SMTP, 2600, and the security of mail

[The lost Bostonian]

> From: Mark Crispin <M...@SIMTEL20.ARPA>

> The Internet protocols are insecure by nature. A reasonably suspicious
> host should always record the host name or IP address of the how which
> actually connected to the SMTP server (the real host, not what was
> claimed in a HELO).

If it is true that all IP implementations enable a server program to
determine the IP address of its peer, then the HELO command, and its
response could be eliminated, which would save us a few bytes.
Certainly the response to the HELO is not necessary, since the server
has already identified itself in the opening greeting.

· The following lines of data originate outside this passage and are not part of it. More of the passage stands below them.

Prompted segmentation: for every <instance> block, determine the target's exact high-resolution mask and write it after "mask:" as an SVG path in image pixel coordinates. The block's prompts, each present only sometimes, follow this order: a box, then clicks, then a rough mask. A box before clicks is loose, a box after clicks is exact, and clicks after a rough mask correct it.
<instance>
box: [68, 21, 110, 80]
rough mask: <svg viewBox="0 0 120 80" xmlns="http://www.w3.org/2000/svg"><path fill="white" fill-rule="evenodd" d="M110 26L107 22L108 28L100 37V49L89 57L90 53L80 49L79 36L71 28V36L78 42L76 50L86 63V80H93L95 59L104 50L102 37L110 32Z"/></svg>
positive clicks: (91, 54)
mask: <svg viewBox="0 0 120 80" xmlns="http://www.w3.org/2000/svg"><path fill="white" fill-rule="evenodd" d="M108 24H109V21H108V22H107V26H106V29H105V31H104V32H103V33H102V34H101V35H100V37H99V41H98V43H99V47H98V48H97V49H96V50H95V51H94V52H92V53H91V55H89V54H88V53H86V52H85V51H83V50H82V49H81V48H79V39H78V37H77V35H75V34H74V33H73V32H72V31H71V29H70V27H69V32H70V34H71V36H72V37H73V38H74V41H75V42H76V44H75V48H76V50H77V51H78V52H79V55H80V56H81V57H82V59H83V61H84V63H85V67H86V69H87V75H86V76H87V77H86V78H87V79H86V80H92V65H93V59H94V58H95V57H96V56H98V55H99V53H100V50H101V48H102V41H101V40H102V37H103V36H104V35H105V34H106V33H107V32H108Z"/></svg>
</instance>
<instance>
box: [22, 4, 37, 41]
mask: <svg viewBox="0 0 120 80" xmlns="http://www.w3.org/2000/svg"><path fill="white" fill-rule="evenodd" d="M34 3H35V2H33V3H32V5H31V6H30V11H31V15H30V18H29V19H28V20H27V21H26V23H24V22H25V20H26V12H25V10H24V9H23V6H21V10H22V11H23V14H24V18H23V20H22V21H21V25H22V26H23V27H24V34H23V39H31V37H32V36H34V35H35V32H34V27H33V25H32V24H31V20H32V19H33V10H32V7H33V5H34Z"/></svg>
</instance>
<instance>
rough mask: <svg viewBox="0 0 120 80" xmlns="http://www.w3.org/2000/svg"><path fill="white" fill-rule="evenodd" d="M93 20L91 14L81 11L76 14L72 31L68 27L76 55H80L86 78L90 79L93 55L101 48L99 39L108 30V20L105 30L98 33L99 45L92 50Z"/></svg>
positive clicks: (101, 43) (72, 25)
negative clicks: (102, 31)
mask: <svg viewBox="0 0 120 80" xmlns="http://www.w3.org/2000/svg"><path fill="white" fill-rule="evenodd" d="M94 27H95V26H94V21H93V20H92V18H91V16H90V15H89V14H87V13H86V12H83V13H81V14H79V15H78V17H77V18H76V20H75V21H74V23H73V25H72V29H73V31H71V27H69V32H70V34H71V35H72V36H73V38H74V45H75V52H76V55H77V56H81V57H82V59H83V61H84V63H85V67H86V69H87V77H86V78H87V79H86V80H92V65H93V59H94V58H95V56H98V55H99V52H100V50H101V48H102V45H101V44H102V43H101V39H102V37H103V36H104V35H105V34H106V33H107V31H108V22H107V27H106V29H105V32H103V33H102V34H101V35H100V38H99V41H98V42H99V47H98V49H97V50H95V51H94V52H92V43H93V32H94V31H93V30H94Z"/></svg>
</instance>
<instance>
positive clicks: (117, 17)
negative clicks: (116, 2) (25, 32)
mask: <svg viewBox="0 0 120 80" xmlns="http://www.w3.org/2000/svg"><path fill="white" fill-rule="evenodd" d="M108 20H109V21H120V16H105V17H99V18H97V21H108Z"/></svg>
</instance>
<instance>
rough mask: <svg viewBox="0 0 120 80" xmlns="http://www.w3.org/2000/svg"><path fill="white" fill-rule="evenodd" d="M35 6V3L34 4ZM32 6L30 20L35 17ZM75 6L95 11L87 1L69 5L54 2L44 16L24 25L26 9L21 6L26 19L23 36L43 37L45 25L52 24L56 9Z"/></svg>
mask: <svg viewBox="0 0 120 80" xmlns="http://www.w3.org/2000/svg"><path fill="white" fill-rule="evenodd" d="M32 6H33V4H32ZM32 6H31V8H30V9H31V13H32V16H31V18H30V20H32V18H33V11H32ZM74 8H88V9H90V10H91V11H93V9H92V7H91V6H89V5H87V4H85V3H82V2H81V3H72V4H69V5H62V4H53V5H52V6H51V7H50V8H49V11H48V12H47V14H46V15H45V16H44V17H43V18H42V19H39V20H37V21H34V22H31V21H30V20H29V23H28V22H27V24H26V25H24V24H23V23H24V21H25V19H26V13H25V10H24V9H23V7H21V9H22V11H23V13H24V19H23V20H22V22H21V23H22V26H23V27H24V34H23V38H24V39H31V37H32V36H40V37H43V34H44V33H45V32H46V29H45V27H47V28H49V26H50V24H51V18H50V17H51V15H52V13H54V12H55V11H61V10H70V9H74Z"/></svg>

However, I quote from RFC 821, the explanation for HELO:

This command and an OK reply to it confirm that both the
sender-SMTP and receiver-SMTP are in the initial state,
that is, there is no transaction in progress and all state
tables and buffes are cleared.

I do not see that there would be a big problem of detecting the initial
state without a HELO. Other protocols (FTP, NNTP) don't use it.

--gregbo

[s...@ucb-vax.arpa]

It's important to remember that SMTP is used on non-TCP virtual circuits.
For example, some hosts within Bell Labs use it over Datakit(r) VCS connections.
You can't do this nearly as easily with FTP because the semantics of some of
the commands (i.e., PORT and PASSIVE) are intimately tied to TCP and IP. In
general, though, I regard SMTP as a newer and better protocol than FTP, and
as a better model for other protocols. The concept of looking for the initial
state is a good one; I've often seen half-open circuits get spliced to due
to software bugs (though not on TCP, of course).